Similarly, just about any institution can be deemed systemically important under the standard definition. Economic activity in the free market naturally encourages complexity and interconnectedness. That is how the magic of mutual benefit and prosperity spreads throughout the world.

But what is the wider financial system that we are so worried about? People invest in assets and securities with the understanding that they could lose all their money. That's why they don't usually put all their eggs in one basket. People trade with counterparties with full knowledge that in the event of distress or default, some of the money may not be recoverable. That's why they insist on collateral.

To be sure, there are critically important companies and industries in America. If the power goes out, we expect the electric company to be working round the clock. Other critical crews such as firefighters, ambulances, hospitals, and police are also available every hour of every day in the year.

But other businesses that are useful but not critical are not always open. The post office is closed on Sundays. Many museums are closed on Mondays. Most regular office businesses are closed all weekends.

On the other hand, many seemingly "unimportant" businesses are also open every day, often 24 hours a day: fast food restaurants, bookstores, supermarkets, and pharmacies. So it's not necessarily the case that every round-the-clock establishment is in some political sense important, but it does seem reasonable that any establishment that is in some political sense important better be open round-the-clock.

Are banks open round-the-clock? Famously, no. They are closed for every federal holiday observed by the Federal Reserve: Ten holidays a year including Labor Day, Columbus Day, Veterans Day, Martin Luther King Jr.'s birthday, Washington's birthday, and five more. By and large, banks are closed Sundays. They are closed at night. And when they are open, they work, by definition, banker's hours. (The seven-days, open-late model of a handful of community and regional banks is the exception that proves the rule.)

Yet economic activity continues to function even when banks are closed. Credit cards still work. ATMs dispense cash. Checks are accepted. The markets that people are willing to pay to be open are open.

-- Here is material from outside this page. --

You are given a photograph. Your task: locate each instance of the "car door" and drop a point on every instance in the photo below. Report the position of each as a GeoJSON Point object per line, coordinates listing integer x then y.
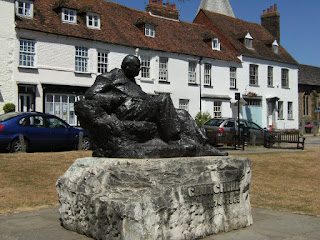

If a crazy calendar somehow had several federal holidays in a row, and banks were closed for a full week, would anybody even notice?

We in the banking and finance community like to think of ourselves as central and critically important to an economy, but perhaps banks are not that important after all. Their major function of clearing and moving money can obviously be postponed indefinitely without major ramifications. And of course that entire functionality can be replaced with electronic services such as PayPal or electronic currencies such as Bitcoin. Is PayPal a systemically important financial institution? Is Bitcoin, or Visa, or MasterCard? Not according to the FSB.

No financial institution is truly systemically important. I worked at Long Term Capital Management when the Federal Reserve twisted arms to orchestrate a private rescue. Would the world have been so much worse if LTCM had simply been allowed to fail or find its own solution? Perhaps it would have been better, given the implied sanction the event gave to future moral hazard.

The only times in history when the collapse of a company threatened an entire nation's economy were when the nation was intricately tied up with the company: The South Sea Company of the 18th century, a public-private partnership closely supported by the British government; the Mississippi Company, established under the auspices of King Louis XV by economist John Law; Fannie Mae and Freddie Mac. What else needs to be said?

Designating certain companies as systemically important accomplishes nothing more than putting them into a closer relationship with the government, making the designation itself a self-fulfilling prophecy. Without the excessive government interference that forces innocent people to be responsible for the failures of others, no financial institution would be systemically important.

Philip Maymin is an assistant professor of finance and risk engineering at NYU-Polytechnic Institute.